Experimentally determined and calculated modulation vectors of the ground-state magnetic phases in bulk and strained $\mathrm{o}\text{−}R{\mathrm{MnO}}_3$. Panel (a) shows $q_b$ for bulk $\mathrm{o}\text{−}R{\mathrm{MnO}}_3$, and panel (b) shows that for the films of $\mathrm{o}\text{−}R{\mathrm{MnO}}_3$. Black circles indicate experimentally determined (exp.) $q_b$, and purple circles denote calculated $q_b$ (MC).

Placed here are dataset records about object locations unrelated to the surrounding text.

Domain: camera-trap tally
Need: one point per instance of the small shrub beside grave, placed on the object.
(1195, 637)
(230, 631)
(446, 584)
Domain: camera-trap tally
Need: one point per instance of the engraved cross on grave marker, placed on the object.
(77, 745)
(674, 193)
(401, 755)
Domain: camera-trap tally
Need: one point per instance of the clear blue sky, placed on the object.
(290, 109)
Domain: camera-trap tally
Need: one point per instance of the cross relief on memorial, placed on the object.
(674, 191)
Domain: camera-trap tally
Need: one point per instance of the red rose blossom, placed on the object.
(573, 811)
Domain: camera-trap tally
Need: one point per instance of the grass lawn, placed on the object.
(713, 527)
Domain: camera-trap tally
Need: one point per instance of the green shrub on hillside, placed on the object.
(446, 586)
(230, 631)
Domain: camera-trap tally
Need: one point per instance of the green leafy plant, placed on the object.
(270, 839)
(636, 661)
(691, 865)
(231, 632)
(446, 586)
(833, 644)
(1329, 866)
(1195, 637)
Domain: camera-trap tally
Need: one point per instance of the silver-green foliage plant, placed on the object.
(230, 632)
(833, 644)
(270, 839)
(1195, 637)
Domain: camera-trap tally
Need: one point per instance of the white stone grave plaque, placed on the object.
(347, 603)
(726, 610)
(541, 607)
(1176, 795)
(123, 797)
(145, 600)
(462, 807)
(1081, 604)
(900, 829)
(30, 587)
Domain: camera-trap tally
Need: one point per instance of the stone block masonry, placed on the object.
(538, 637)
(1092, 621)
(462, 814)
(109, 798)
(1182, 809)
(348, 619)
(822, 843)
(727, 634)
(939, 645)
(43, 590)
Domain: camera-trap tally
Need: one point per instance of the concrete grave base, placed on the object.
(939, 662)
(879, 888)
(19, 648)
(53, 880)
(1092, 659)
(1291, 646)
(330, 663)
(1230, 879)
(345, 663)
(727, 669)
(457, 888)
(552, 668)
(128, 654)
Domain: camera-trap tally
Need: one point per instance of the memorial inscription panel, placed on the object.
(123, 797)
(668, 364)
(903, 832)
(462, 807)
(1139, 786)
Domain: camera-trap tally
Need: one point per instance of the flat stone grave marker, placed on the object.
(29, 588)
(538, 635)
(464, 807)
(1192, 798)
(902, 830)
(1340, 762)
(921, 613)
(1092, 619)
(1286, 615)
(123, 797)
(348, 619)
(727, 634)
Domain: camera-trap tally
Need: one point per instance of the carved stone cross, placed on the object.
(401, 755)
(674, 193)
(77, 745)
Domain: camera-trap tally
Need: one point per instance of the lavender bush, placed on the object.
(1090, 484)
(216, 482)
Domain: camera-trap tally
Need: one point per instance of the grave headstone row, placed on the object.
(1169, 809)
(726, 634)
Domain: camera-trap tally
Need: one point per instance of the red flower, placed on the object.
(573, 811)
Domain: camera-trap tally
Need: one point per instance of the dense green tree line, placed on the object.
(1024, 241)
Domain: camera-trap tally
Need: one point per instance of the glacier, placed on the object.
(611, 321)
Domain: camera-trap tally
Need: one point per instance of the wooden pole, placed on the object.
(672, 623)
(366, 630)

The gray circle in panel (b) indicates the experimentally measured $q_b$ in the 26-nm film of ${\mathrm{LuMnO}}_3$, and the green circle shows the calculated $q_b$ for this film; the $q_b$ values for the 104-nm ${\mathrm{LuMnO}}_3$ film are shown with the usual black (measured) or purple (calculated with MC) circles (note that the purple circle at $q_b=0.5$ is obscured by the green circle). $q_b$ is in reciprocal lattice units.

Figure 11

Theoretically identified lowest energy magnetic phases in 26- and 104-nm films of $\mathrm{o}\text{−}{\mathrm{LuMnO}}_3$. Panel (a) shows the magnetic unit cell for H-AFM order (crystallographic $\mathrm{o}\text{−}{\mathrm{LuMnO}}_3$ unit cell is doubled along the $b$ axis); panel (b) shows the magnetic unit cell for I-AFM order (crystallographic unit cell is doubled along $b$ and $c$ directions). Mn ions are highlighted in purple; red arrows indicate Mn spins. Lu and O ions are not shown.